History

United Kingdom
- Name: Malabar
- Owner: 1804:Brown & Co.; 1816:Johnson & Co.;
- Builder: Temple shipbuilders, South Shields, or Jarrow
- Launched: 24 May 1804

General characteristics
- Tons burthen: 520, or 525, or 528, or 52861⁄94 (bm)
- Propulsion: Sail
- Sail plan: Brig
- Armament: 10 × 18-pounder carronades

= Malabar (1804 ship) =

Malabar was launched at Shields in 1804. She sailed primarily as a London-based transport. After the British East India Company (EIC) in 1814 lost its monopoly on the trade with India, Malabar made several voyages to India under a licence from the EIC. Then in 1819 she made a voyage transporting convicts to Port Jackson, Australia, followed by one in 1821 where she transported convicts to Van Diemen's Land. She is last listed in 1824.

==Career==
Malabar appeared in the supplemental pages of the 1804 volume of Lloyd's Register with C. Wilson, master, and T. Brown, owner.

| Year | Master | Owner | Trade | Source |
|---|---|---|---|---|
| 1805 | C. Wilson | T&R Brown | London transport | Register of Shipping |
| 1810 | C. Wilson | Brown & Co. | London transport | Lloyd's Register |
| 1815 | Ascough | T&R. Brown | London transport | Register of shipping |

Lloyd's List reported on 28 December 1813 that on 25 November the "Malabar transport", Ashew, master, had been sailing from Quebec to England when she had had to put into Halifax, Nova Scotia, having lost her rudder and otherwise being much damaged.

On 14 April 1816 Malabar sailed from Bengal but almost immediately grounded and had to put back the same day.

On 7 April 1817, Malabar, Ascough, master, sailed for Bombay. On 1 October Malabar sailed from the Cape of Good Hope for England.

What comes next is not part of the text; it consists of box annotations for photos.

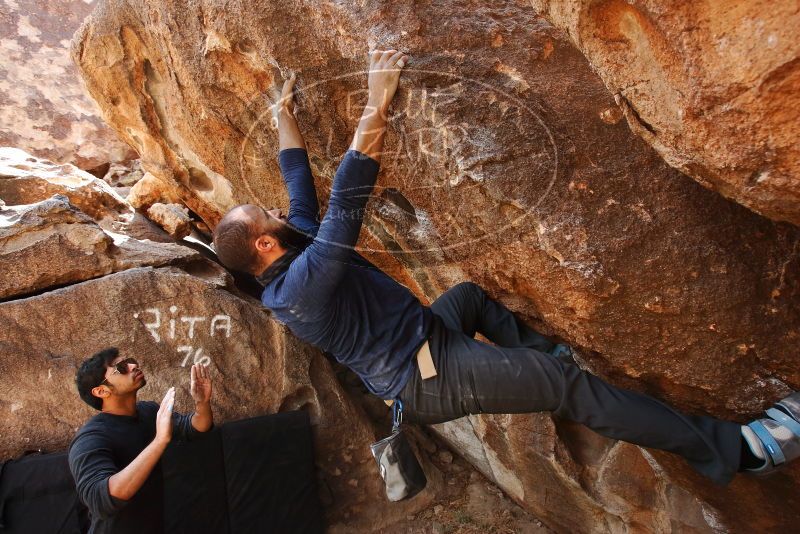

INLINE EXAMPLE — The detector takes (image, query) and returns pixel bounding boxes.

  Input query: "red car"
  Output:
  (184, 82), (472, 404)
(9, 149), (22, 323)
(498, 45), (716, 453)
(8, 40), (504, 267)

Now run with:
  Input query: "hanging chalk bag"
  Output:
(369, 399), (428, 502)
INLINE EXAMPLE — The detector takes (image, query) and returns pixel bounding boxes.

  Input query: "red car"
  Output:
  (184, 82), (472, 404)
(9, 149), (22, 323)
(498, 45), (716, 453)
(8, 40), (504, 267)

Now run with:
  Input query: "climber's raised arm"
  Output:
(273, 74), (319, 236)
(348, 50), (408, 164)
(304, 50), (408, 261)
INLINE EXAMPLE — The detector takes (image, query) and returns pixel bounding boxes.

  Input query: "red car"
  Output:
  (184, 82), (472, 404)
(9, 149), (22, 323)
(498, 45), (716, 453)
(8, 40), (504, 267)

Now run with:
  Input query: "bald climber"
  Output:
(214, 50), (800, 484)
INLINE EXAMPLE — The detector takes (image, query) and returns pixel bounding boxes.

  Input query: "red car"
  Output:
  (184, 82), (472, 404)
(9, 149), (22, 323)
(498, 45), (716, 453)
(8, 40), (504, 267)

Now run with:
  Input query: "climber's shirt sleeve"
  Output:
(284, 150), (380, 313)
(278, 148), (319, 237)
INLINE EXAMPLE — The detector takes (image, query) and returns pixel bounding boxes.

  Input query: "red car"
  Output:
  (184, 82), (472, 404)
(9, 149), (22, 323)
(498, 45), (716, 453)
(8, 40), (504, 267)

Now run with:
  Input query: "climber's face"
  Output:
(92, 356), (147, 398)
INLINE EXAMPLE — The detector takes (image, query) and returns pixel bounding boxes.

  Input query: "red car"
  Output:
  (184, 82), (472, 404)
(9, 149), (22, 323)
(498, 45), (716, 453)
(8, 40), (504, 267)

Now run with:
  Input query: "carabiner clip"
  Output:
(392, 399), (403, 431)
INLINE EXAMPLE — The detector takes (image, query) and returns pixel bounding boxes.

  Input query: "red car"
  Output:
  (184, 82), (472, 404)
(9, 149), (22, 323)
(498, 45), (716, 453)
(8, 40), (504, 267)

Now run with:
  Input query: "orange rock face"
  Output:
(532, 0), (800, 224)
(73, 0), (800, 532)
(0, 0), (135, 172)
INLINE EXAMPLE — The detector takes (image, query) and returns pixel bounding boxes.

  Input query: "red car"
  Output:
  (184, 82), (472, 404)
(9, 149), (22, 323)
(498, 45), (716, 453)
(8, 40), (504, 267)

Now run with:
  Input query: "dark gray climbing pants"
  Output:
(400, 283), (741, 484)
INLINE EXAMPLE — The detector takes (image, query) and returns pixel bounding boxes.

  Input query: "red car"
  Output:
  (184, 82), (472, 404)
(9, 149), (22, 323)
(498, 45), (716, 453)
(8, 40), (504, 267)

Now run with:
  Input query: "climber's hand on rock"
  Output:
(277, 74), (297, 113)
(270, 74), (297, 128)
(367, 50), (408, 114)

Malabar returned to Gravesend on 24 March 1819. She had left Bengal on 27 October 1818, and Saint Helena on 19 January 1819.

Convict voyage to Port Jackson (1819): Captain William Ascough sailed from Spithead on 17 June 1819 and arrived at Port Jackson on 29 October. Malabar embarked 173 male convicts and landed 170. The three missing men are not recorded as having died on the voyage. They may have been re-landed, or they may have escaped en route. On 10 December she sailed from New South Wales, bound for Batavia and Bengal.

On 24 December 1820 Malabar arrived back at Gravesend, having left Batavia on 20 August.

Convict voyage to Van Diemen's Land (1821): Captain Ascough sailed from Gravesend on 22 June 1821. Malabar arrived at Hobart Town on 21 October. She had embarked 171 male convicts and she disembarked 171. The 46th Regiment of Foot provided the guard. Malabar, Ascough, master, arrived at Deal on 11 October 1822, from Batavia.

==Fate==
Malabar is last listed in Lloyd's Register and the Register of Shipping in 1824 with Ascough as master and with trade London–Van Diemen's Land. Captain Ascough sailed on 18 March 1823 with convicts for Van Diemen's Land.